Among other things, the presentation reminded the more seasoned observers that the South Asian region could be ‘all at sea’ on some of the most vital issues relating to regional policy and Indian Ocean questions, given that the global South currently lacks direction on foreign policy questions. Titled ‘Update from Washington: US Foreign Policy Towards China and South Asia and What it Means for Sri Lanka’, the general content of the lecture established that the presentation was, at first blush, true to its title; that is, an update on developments in US foreign policy on South Asia in particular.
However, considering that Blake does not hold any substantive positions in the Trump administration at present the issue of how accurately Blake’s views reflect those of the Trump administration proves quite a poser. It could very well be that Blake is currently engaged in ‘second tier’ diplomacy for the US. If so, it is a legitimate mode of engagement between countries although we are left to wonder how much importance we should attach to his views on the questions at issue.
A matter that is particularly noteworthy is Blake’s point that the US’ Pacific Command has now been re-christened Indo-Pacific Command. The Command would have a surveillance capacity from the Eastern coast of Africa to the West Coast of America, besides other capabilities.
This amounts to a strengthening and extension of the US’ military presence over those regions of the world that are considered strategic by the major powers. This is particularly true of the Indian Ocean which is, of course, jealously eyed by most of the powers that are seen to count, including India, Russia, China, France and the US, to name a few.
Among recent developments of note in this connection are China’s ‘Belt and Road’ initiative and Russia’s moves towards the forging of ‘an inclusive international coalition’ of states to combat ‘international terrorism’, besides Russia’s recent offers to be honest broker between India and Pakistan in its latest military stand-off in Kashmir.
What are the options for Sri Lanka in this veritable scramble for more than a foothold in the Northern Indian Ocean region in particular among these big powers? Blake is brutally frank on what Sri Lanka needs to do: ‘Sri Lanka is in an excellent position to play off these countries against each other.’ This is Blake’s policy prescription for a small state such as Sri Lanka which is lost in a policy miasma as is the case with most other minor players on the world stage.

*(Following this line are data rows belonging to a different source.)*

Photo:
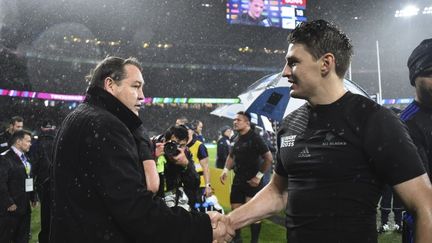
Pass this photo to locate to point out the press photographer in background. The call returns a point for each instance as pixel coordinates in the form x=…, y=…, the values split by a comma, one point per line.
x=179, y=181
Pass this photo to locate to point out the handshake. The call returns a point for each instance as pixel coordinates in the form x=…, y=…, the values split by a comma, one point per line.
x=223, y=230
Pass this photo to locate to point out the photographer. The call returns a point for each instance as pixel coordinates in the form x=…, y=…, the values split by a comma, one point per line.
x=179, y=180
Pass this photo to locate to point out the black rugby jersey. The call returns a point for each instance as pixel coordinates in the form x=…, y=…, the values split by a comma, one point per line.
x=336, y=159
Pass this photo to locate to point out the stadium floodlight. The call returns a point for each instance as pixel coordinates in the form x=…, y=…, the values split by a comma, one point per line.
x=408, y=11
x=427, y=10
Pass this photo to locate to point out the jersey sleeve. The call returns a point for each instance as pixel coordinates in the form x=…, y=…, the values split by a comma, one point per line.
x=391, y=149
x=261, y=146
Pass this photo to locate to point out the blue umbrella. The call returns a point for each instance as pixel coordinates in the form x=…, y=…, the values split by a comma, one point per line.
x=230, y=111
x=270, y=96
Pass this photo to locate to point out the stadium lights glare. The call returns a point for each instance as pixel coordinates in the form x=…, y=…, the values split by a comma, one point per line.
x=407, y=12
x=427, y=10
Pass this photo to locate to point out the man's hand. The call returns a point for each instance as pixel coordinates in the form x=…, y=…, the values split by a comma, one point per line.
x=254, y=182
x=222, y=230
x=12, y=208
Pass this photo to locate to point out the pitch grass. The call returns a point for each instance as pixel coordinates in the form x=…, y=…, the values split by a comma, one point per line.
x=270, y=232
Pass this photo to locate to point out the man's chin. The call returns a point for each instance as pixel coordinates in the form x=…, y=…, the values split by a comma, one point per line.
x=296, y=95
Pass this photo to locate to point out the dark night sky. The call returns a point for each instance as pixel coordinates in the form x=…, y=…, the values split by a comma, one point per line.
x=188, y=22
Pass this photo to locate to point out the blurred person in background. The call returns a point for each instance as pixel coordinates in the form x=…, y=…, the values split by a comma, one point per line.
x=254, y=15
x=223, y=146
x=16, y=190
x=97, y=178
x=336, y=152
x=179, y=179
x=145, y=149
x=41, y=158
x=245, y=159
x=181, y=121
x=200, y=157
x=16, y=123
x=418, y=115
x=197, y=126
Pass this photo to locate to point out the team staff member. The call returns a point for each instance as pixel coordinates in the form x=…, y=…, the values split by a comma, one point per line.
x=15, y=124
x=245, y=160
x=336, y=152
x=16, y=190
x=98, y=176
x=418, y=114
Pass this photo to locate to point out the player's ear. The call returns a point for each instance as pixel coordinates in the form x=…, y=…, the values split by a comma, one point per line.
x=327, y=63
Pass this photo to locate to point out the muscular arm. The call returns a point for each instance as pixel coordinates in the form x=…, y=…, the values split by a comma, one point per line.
x=417, y=197
x=270, y=200
x=151, y=175
x=268, y=158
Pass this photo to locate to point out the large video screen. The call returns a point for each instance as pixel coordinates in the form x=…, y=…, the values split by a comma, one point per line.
x=286, y=14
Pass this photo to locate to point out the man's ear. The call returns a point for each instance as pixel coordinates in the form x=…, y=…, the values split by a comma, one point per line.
x=328, y=62
x=108, y=84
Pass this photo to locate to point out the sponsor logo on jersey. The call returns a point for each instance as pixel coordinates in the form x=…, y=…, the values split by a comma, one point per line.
x=304, y=153
x=332, y=140
x=288, y=141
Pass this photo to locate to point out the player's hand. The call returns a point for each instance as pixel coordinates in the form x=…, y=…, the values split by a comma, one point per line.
x=254, y=182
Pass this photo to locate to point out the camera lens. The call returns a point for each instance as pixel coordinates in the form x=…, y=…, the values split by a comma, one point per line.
x=171, y=149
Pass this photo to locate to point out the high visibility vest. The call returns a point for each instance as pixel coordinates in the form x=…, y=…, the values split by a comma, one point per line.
x=194, y=151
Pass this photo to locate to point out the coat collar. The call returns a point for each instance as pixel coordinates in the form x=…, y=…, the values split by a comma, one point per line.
x=101, y=98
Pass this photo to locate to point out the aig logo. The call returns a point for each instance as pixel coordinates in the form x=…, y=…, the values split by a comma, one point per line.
x=288, y=141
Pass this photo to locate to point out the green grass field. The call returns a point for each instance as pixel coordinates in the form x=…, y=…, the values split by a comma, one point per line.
x=270, y=232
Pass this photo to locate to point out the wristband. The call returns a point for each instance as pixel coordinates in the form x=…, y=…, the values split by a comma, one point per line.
x=259, y=175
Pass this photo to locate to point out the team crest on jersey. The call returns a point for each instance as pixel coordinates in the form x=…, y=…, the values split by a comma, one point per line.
x=288, y=141
x=332, y=140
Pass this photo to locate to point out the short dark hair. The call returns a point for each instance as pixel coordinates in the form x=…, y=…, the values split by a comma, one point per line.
x=246, y=114
x=16, y=119
x=18, y=135
x=112, y=67
x=180, y=132
x=194, y=124
x=321, y=37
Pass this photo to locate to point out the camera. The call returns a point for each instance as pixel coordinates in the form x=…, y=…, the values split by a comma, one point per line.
x=171, y=149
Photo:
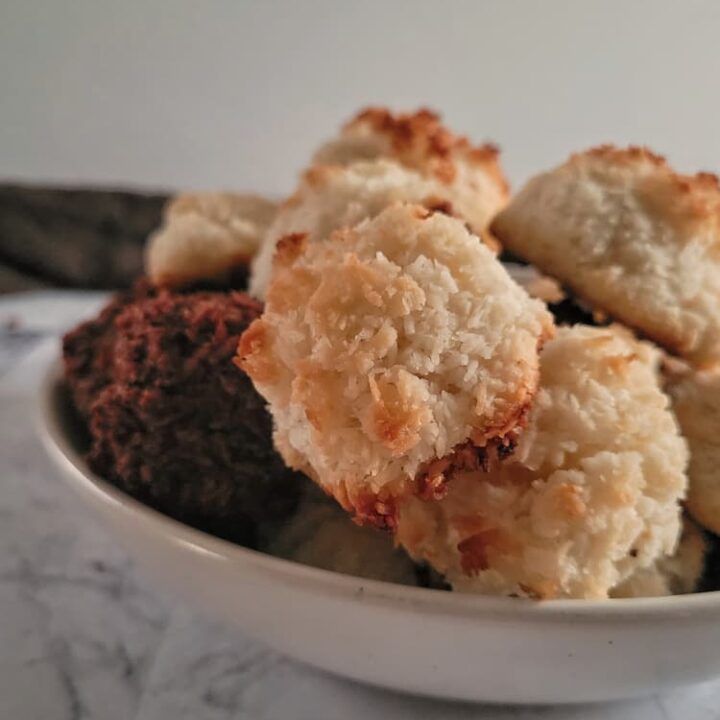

This is a cynical perspective that would at most serve a small, impoverished state’s short term interests and little else. It is essentially a negative approach to foreign policy formulation and would in no way provide a policy trajectory that would help in guiding Sri Lanka through the international disorder currently prevalent.
However, one cannot be too critical of Blake in this connection. Blake’s views on the options open to Sri Lanka are in all probability a reflection of the lack of independent policy thinking on the part of the global South in general. If the South is ideologically disoriented on foreign policy matters it has only itself to blame. The South’s lack of firm policy direction encourages international opinion to think lightly of it as a bloc that represents little worth.
Nor should enlightened opinion of the South take Russia’s policy thinking unreservedly. Russia sees the US’ ‘Indo-Pacific’ conceptualization as basically a ploy by the US and India to have domineering control over smaller states of the Indo-Pacific region. However, there are no guarantees that the states joining Russia’s proposed grand international coalition to fight ‘terror’ would enjoy an independent policy formulating capability on matters critical to security and defence.
All in all, the South has only itself to blame if it is being seen as weak and in need of patronising by the major powers of the current world order. The fundamental reality is that there is no longer a bloc that could be construed as comprising the global South. There is no unifying ideology or policy framework that gives it the status of an independent global player and power that needs to be reckoned with. And there is no possibility of such a formation taking shape in the foreseeable future.
Blake sounded a thought-provoking note when he said that China’s ‘Belt and Road’ project was basically designed to link the markets of the world to Beijing. The countries of the South need to be pragmatic and seek to further their legitimate interests by integrating into the ‘B&R’ initiative but unless and until they form themselves into a formidable power bloc they would be compelled to follow the dictates of China. These are the harsh realities of a world order dominated by Realpolitik and not so much by ideals such as cooperative coexistence.
Ironically, the South is up against some of the gut issues in world politics that were characteristic of the early post-independence decades. Then as now, the issue is independence of thinking and policy formulation. That is, little has changed for it. Colonialism has given way to neo-colonialism. The South continues to be bound to the big powers in a number of ways that circumscribe its freedom.
The South is badly in need of a NAM type, South-South cooperation vision that would give it unity, policy coherence and independence. It would amount to policy myopia for political leaders in particular of the South to write-off NAM as obsolete. In fact, the concept is badly in need of re-visiting.